To tackle bigger catches ‘Violet’ is fitted with a V12 Caterpillar 3512B full authority electronic diesel main engine, I.M.O. – compliant rated at 1,2280bhp (941kW @1,800rpm continious A-rating. On sea trials ‘Violet’ achieved 10.5 knots at 1,800rpm.
Taking pride of place in the centre of the engine room, the big Cat is flanked by smaller siblings, to port 3408 TA heat exchange mechanical engine, rated at 550hp (405kW) at 1,800rpm driving the ship’s hydraulics. Opposite is a Caterpillar 3306PA main generator rated at 180kVA continuos at 1,500rpm with Cat 3056 TA rated at 100kVA (1,500rpm) forward.
As it leads to the stern the propeller shaft passes between six brine tanks set amidships and under the dual compartment blast freezer aft.

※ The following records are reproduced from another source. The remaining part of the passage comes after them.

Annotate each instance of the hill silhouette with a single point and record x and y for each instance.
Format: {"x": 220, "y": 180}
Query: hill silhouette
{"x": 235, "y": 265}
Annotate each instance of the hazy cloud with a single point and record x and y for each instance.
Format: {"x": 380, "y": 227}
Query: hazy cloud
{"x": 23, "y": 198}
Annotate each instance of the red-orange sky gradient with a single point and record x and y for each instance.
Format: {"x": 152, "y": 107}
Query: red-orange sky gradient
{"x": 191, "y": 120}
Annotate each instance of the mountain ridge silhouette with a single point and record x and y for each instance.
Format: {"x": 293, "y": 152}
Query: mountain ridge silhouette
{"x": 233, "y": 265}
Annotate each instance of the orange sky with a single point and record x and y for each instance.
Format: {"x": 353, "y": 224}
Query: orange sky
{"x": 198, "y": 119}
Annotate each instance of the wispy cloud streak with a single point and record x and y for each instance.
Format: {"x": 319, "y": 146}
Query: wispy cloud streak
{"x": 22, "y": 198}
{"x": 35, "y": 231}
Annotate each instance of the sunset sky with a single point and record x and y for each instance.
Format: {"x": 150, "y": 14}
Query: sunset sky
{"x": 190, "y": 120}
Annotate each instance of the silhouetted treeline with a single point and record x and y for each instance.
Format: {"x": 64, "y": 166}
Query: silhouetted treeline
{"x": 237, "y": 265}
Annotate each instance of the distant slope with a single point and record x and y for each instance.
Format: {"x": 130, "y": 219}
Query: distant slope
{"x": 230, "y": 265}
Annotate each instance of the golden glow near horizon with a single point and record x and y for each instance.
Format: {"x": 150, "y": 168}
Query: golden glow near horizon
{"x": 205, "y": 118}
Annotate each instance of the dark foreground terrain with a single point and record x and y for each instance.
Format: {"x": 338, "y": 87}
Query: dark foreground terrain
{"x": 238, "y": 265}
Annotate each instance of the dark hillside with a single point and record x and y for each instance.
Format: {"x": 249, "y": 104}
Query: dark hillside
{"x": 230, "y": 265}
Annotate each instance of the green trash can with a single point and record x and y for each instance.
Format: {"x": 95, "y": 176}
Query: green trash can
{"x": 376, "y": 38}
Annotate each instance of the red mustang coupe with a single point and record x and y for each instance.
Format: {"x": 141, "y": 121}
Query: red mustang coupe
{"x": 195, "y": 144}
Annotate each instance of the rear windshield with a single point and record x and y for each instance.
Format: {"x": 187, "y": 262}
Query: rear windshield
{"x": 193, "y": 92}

The extensive Simrad, Koden and Decca array of plotter, sounder, sonar, autopilot, GPS, and Decca Bridgemaster, installed by Quinn Marine of Port Adelaide, is fully interfaced via NMEA. To compensate for the ship’s rocking motion, the Simrad SP270 sonar has full beam stabilisation.
A “bird radar” was also installed with a 2.8 metre antenna radiator to detect flocks working over surface schools. Images are displayed on a 53cm multicoloured high resolution screen, this is the first installation of its kind in Australia,.. To handle the catch, this vessel if fitted with a four-tonne Palfinger hydraulic crane.
All hydraulics and deck equipment for ‘Violet’ was made, bar the crane, installed and connected by EBM Hydraulics. This involved the purse-seining winch to port of the crane, the net recovery winch and power block, the net stacker aft, anchor winch forward and the ship’s steering system.
The ‘Violet’ has a 315 litre hot water tank for the accommodation/processing areas, freshwater filter and uses nearly 100 metres of insulated copper pipe in the process.
The refrigeration system is a R507 refrigerant with DX control which will cool sea water to 0ºC and brine to -18ºC. They used coils in the brine tanks.
The engine room has fan vents positioned up inside the superstructure, this innovation has produced a quieter and therefore safer, more comfortable working environment for the crew, who are also well looked after in terms of accommodation. There is plenty of space for sleeping, preparing and eating meals. The galley/accommodation area is a sea of high quality timber, fitment, appliances, leather and lighting.
Below this is the engine room, also a spacious, brightly lit area. Generous walkways allow for safe, easy movement among the four Caterpillar power plants.
The passageway aft from the engine room to the coolant and freezer equipment is similarly roomy and well lit.
On the fully enclosed deck above, aft of the accommodation area, six white brine tank tops stand proud of a wide grey floor while at the stern is a full width blast freezer.